|
LA CROCIFISSIONE
Dopo essere stato fustigato e malmenato,
per averlo alcuni acclamato Re dei Giudei,
per scherno al Cristo fu posta sul capo
una corona di spine pungenti e dolorose;
per cui, conficcandosi dentro le sue carni,
gli rendeva la fronte piagata e sanguinante.
Non si sentì Pilato d'infierire più di tanto,
non avendo in Gesù riscontrato alcuna colpa,
come gli asserivano il popolo e il re Erode;
così egli alla fine, lavandosene le mani,
stabilì che fosse la sua stessa gente ebraica
a emettere contro di lui la sentenza capitale.
Poiché ogni Pasqua si graziava un condannato,
la invitò l'autorevole Romano a fare una scelta
fra lo strano Nazareno e il ribaldo Barabba;
ma essa, come se fosse del tutto cieca,
il sedizioso furfante preferì all'innocente,
condannando Gesù al supplizio della croce.

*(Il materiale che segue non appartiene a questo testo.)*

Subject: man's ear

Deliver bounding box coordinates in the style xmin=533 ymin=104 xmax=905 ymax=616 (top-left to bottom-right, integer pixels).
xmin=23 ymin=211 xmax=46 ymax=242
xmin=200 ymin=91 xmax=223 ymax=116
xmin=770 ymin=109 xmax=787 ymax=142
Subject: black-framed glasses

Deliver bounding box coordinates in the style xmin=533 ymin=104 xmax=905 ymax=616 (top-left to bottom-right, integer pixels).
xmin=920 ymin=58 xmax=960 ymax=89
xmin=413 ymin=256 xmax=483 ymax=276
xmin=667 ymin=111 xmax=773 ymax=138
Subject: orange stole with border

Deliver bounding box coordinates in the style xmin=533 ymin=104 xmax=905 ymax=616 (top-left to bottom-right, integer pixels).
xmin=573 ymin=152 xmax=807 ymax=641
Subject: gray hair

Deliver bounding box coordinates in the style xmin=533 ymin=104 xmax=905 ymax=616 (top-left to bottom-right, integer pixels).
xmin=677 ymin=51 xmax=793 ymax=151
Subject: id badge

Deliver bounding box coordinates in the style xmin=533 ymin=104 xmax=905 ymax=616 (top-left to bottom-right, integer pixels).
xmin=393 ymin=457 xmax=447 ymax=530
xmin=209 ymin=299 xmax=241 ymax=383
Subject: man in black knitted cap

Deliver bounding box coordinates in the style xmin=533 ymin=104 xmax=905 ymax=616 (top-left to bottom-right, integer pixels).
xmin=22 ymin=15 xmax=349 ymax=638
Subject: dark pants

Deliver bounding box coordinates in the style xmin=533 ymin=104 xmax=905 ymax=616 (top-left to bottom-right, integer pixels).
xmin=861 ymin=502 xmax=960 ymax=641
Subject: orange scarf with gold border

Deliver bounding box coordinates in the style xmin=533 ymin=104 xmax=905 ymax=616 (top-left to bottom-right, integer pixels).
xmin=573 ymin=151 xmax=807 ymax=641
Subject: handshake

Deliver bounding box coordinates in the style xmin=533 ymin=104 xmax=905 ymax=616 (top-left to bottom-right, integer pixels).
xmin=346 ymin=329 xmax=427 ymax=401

Allora, con sulle spalle il pesante legno,
al Gòlgota si avviò il Figlio del falegname,
circondato da una folla che mai smetteva
di riempirlo di sputi e d'insulti volgari;
mentre erano pochi quelli che tra i presenti
per lui piangevano o provavano qualche pena.
Una volta raggiunta la sommità del Calvario,
vennero le sue mani, come pure i suoi piedi,
inchiodati sulla croce con crudele barbarie;
dopo venne eretto il suo corpo martoriato
in mezzo a due ladroni della risma peggiore,
quasi fosse il Salvatore davvero un loro pari.
Infine un soldato, per accorciare la sua agonia,
gli trafisse il costato con un colpo di lancia
che riuscì mortale pure al cuore sottostante;
ma prima che spirasse, fu visto il Redentore
rivolgere gli occhi al cielo e anche esclamare:
Perdonali, padre, poiché non sanno ciò che fanno!